O livro de Vanessa Springora, Le consentement (O Consentimento, ainda sem previsão de publicação no Brasil), é o relato de Vanessa, que afirma ter sido seduzida pelo famoso escritor. Ela foi apresentada a Matzneff pela própria mãe e acabou se apaixonando. Só descobriu o que estava acontecendo quando leu textos nos quais o autor descrevia com riqueza de detalhes as relações dele com diversas meninas e meninos, incluíndo as crianças e adolescentes que ele teria abusado em turnês sexuais pelo sudeste da Ásia. Le consentement se esgotou das livrarias e as obras de Matzneff acabaram banidas das prateleiras. Antes da denúncia de Vanessa, ele era amplamente elogiado pela crítica e pela imprensa, tendo recebido em 2013 o prêmio Renaudot, um dos mais importantes em literatura francófona. Na França é ilegal que adultos tenham relações com menores de 15 anos.

Divulgação

Livro das revelações

Para o psicanalista e professor da Unicamp Paulo Cecarelli, que fez seu pós-doutorado sobre sexualidade em Paris, há na Europa uma relação pouco sadia com o sexo, algo que teria origem nas religiões judaico-cristãs. “Os países que vêm dessa tradição veem o sexo com muita culpa e pecado e isso pode acabar saindo do controle”, afirma. Ele também afirma que na França o movimento contra o “politicamente correto” é mais forte, pois há certa resistência às regras. Isso pode ser visto em toda a cultura do país, que vai das caricaturas do jornal Charlie Hebdo até os filmes repletos de cenas de sexo explícito do diretor franco-argentino Gaspar Noé.
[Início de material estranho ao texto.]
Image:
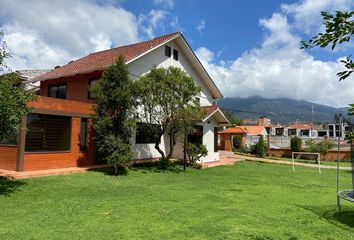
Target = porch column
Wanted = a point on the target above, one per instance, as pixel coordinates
(21, 145)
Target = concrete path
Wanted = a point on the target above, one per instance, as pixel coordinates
(265, 160)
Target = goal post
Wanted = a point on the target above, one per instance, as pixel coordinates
(293, 154)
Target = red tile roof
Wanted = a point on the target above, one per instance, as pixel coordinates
(235, 130)
(100, 60)
(209, 110)
(253, 130)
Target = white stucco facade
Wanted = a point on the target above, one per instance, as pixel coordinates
(156, 57)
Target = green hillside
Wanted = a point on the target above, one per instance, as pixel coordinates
(280, 110)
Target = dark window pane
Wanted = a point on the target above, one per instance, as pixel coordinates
(145, 133)
(167, 51)
(58, 91)
(48, 133)
(83, 134)
(92, 83)
(197, 136)
(175, 54)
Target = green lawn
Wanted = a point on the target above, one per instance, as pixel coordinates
(246, 201)
(329, 163)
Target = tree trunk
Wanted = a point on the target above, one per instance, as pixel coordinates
(157, 145)
(184, 151)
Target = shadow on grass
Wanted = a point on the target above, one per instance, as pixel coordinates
(332, 216)
(9, 185)
(143, 167)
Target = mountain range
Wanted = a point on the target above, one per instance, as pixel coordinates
(281, 110)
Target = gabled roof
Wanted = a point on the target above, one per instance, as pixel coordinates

Já o livro La familia grande, lançado no começo de janeiro por Camille Kouchner, filha do ex-ministro Bernard Kouchner, revela os abusos que seu irmão gêmeo sofreu quando adolescente por parte de seu padrasto, o cientista político Olivier Duahmel. A obra gerou uma enxurrada de depoimentos na internet com a hashtag em francês #Inceste. Milhares de pessoas começaram a apontar o dedo para os membros de suas famílias e a dizer que sim, foram vítimas de abuso. O ator Richard Berry, último homem proeminete a ser acusado de incesto pela filha, nega as acusações. Já ela, após fazer a denúncia na polícia, contou em seu Instagram como seu pai a “beijou com a língua” e a fez participar “de jogos sexuais em um contexto evidente de violência machista”. A reação vigorosa de Camille é uma novidade. Mas será que essa mudança de comportamento veio mesmo para ficar?